筆者はかつて「ローテーターカフも強くならないといけない。」と思い、重量オーバーロードしていたが、途中でフォームを崩して棘下筋と小円筋を小断裂したことがある。その時はダンベルでエクスターナルローテーションをしており使用重量は8㎏であった。
大断裂までいかなかったことは不幸中の幸いであったが、ケガを防止するトレーニングでケガをするなんて大馬鹿者である。ローテーターカフは上半身のトレーニングすべてに関係してくる筋肉群で、大断裂すると筋トレや運動に大きな悪影響を及ぼすので、ウォームアップは重要だがトレーニングではフォームを最優先しよう。
筆者は現在上半身のトレーニングの最初には必ずローテーターカフのウォームアップを行う。

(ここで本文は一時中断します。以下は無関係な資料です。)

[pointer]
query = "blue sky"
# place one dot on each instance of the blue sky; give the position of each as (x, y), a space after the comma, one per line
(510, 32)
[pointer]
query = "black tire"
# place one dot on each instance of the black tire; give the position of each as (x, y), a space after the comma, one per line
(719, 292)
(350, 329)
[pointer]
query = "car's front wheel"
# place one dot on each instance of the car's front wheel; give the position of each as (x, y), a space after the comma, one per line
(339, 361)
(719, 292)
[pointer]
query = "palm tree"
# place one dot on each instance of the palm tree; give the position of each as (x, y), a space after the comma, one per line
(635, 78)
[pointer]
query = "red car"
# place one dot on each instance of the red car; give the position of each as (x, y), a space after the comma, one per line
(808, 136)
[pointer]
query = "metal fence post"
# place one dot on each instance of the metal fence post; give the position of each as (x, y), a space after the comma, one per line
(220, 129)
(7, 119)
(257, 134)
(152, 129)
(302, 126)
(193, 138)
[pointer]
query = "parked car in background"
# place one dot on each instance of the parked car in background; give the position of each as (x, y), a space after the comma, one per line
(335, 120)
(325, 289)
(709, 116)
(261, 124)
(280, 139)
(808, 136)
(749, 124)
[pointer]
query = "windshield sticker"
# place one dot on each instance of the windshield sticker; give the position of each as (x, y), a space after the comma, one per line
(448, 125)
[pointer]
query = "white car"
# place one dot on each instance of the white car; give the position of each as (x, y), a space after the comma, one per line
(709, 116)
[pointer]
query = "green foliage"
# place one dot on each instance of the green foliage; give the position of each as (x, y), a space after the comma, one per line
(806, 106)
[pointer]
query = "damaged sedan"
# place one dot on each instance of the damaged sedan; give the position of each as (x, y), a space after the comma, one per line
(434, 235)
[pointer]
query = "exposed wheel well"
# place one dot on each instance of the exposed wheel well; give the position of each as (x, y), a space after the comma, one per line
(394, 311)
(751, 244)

その際フォーム最優先を常に意識している。おかげで先の失敗以降一度も肩をケガしたことはない。
以上のことからローテーターカフのトレーニングではフォームを最優先しよう。
最後に
この記事ではローテーターカフの解剖学と重要性、トレーニングを解説した。
ローテーターカフ(回旋筋腱板)は肩甲骨と肩関節をまたぐ4つの筋肉(棘上筋、棘下筋、小円筋、肩甲下筋)で構成され、肩関節の安定性を保つ役割を担っている。これらの筋肉は肩関節の外旋、内旋、外転などをサポートし、肩を安定させることで脱臼やインピンジメント症候群を防ぐ。
ローテーターカフのトレーニング及びウォームアップは肩の安定性を高めるために重要だ。上半身を鍛えるトレーニングの初めにローテーターカフを活性化させると、ケガの予防や筋力向上に効果的である。
ローテーターカフのトレーニングで最も重要なのはフォームで、過度な重量オーバーロードや反動の使用は避けないといけない。フォームを崩すことはかえってケガのリスクを高めるのでやめよう。
この記事が読者のケガ予防と筋肥大に貢献したならうれしい。